William Holden stars as Sgt J.J. Sefton whose amoral cynicism and gift for the cheap hustle allow him to feather his nest even while a prisoner of war. He's the guy who always had a storehouse of cigarettes, booze, silk stockings, candy, etc. under his bunk, the guy who always won at cards, whose proposition bets always gave him the edge. We had a guy like that when I was in the army. We called him "Slick."
But William Holden's Sefton is more than Slick. He is outrageously cynical and uncommonly brave. He takes chances because he doesn't have the same kind of fear that others have. Most people would feel self-conscious (and nervous) eating a fried egg while everybody else in the barracks had watery-thin potato soup. Others might feel uncomfortable with bribing German guards for bottles of Riesling or tins of sardines. Not Sefton. He flaunts his store of goodies.
Perhaps that is overdone. Perhaps the real hardships that prisoners went through are glossed over in this comedic drama--a comedy, incidentally, that plays very much like a Broadway musical without the music. Perhaps it is the case that from the distance of 1953 the deprivations of Stalag 17 have faded from memory and it is the "good times" that are recalled.
At any rate, I think it is this kind of psychology that accounts for the success of this unusual blend of quasi-realism and burlesque. Certainly Stalag 17 has been widely imitated, most familiarly in the TV sit-com "Hogan's Heroes" and to some extent on Rowan and Martin's "Laugh-In." Roberto Benigni's Life Is Beautiful, on the other hand, which also finds humor in the horrific, is of a different genre. Like Ionesco's Rhinoceros, Benigni's movie is from the theater of the absurd, not the Broadway stage.

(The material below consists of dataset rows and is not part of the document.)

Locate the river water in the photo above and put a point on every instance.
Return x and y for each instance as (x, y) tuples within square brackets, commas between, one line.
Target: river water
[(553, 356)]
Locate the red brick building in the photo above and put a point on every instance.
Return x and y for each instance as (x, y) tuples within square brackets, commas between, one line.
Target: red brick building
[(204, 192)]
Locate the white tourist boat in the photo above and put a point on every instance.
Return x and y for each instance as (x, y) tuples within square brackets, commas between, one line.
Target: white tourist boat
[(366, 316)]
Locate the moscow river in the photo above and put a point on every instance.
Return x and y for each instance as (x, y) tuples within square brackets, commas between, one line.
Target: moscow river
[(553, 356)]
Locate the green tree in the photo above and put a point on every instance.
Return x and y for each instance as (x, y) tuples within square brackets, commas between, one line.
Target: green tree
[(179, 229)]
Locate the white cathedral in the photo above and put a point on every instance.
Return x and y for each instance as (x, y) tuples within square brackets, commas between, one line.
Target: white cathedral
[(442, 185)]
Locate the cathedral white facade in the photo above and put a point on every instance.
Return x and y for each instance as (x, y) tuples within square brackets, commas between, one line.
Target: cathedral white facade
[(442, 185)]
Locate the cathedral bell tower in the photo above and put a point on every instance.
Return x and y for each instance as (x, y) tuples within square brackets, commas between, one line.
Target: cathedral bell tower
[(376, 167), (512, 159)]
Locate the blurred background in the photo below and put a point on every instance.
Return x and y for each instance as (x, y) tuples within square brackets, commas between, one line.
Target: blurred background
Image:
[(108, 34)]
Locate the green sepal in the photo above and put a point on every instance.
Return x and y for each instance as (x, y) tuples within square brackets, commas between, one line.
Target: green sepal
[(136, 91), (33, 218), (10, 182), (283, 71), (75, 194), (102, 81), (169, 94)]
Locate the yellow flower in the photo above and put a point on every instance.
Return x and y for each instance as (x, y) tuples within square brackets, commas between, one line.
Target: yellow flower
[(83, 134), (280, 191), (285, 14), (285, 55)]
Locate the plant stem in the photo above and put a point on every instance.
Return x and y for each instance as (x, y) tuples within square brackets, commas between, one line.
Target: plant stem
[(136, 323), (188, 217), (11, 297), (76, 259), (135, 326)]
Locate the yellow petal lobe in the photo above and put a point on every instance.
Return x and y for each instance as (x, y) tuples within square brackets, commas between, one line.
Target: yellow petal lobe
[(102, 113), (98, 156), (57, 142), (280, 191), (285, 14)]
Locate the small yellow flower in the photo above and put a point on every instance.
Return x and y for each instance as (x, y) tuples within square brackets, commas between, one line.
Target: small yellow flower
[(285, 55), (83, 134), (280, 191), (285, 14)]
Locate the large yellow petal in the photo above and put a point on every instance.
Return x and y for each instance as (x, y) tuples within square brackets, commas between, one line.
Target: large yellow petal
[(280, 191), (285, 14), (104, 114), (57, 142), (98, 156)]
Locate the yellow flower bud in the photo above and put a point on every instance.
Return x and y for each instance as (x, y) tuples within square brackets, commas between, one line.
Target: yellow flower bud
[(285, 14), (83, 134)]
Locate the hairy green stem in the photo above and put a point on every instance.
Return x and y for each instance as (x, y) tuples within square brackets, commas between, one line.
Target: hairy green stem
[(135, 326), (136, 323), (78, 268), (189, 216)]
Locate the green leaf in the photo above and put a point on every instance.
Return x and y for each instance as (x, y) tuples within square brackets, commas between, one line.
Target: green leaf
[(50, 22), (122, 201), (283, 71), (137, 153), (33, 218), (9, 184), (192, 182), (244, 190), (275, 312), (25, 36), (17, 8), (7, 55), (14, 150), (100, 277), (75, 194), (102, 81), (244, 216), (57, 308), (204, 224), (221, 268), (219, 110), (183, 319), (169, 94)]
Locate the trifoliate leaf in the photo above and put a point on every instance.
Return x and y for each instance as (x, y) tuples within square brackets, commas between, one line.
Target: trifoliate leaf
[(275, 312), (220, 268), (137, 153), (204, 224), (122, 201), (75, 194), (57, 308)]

Holden won an Oscar for his performance and Robert Strauss who played Animal was nominated in a supporting role. Otto Preminger, the legendary director and producer, was excellent as the two-faced Col Von Scherbach, the ex-calvary commander and camp commandant who can only take a phone call from the high command with his boots on so he can click his heels. I also liked Sig Rumann as Sgt Johann Sebastian Schulz ("always making with the jokes, you Americans") whose previous career as a wrestler in the US accounts for his English-language skills. Gil Stratton, who for years did the sports for CBS Channel 2 in Los Angeles, is interesting as Sefton's sidekick and funky. Indeed, what is responsible for the success of this movie as much as anything is this fine cast playing well-defined character roles. By the way, Strauss and Harvey Lembeck ("Sugar Lips" Shapiro) were reprising their roles from Broadway.
Important is the fine plot line in which Sefton is accused of being a spy for the Nazis while the real spy is exposed step by step. At first we don't know who it is, and then we do, and then the prisoners find out.
This should be compared with Sunset Boulevard (1950). While very different movies they have similar elements which reveal part of the psyche and methods of director Billy Wilder. First there is the anti-hero as the protagonist, in both cases played by William Holden. Then there is a lot of the old Hollywood crowd appearing in both films including directors appearing as actors, Erich von Stroheim (not to mention Cecil B. DeMille in his memorable cameo as himself) in Sunset Boulevard, and Otto Preminger here. Sig Rumann has over a 100 credits going back to at least the early thirties. Finally there is the discordant mix of comedic and dramatic elements, a mix that works on our psyches because life is to some very real extent filled with tragedy in close congruence with the laughable.
But see this for William Holden who was the kind of actor who was best playing a compromised character as here and as the failed writer/reluctant gigolo in Sunset Boulevard, an actor who drank too much and tended to undistinguished, but when carefully directed could rise above his intentions and give a sterling performance.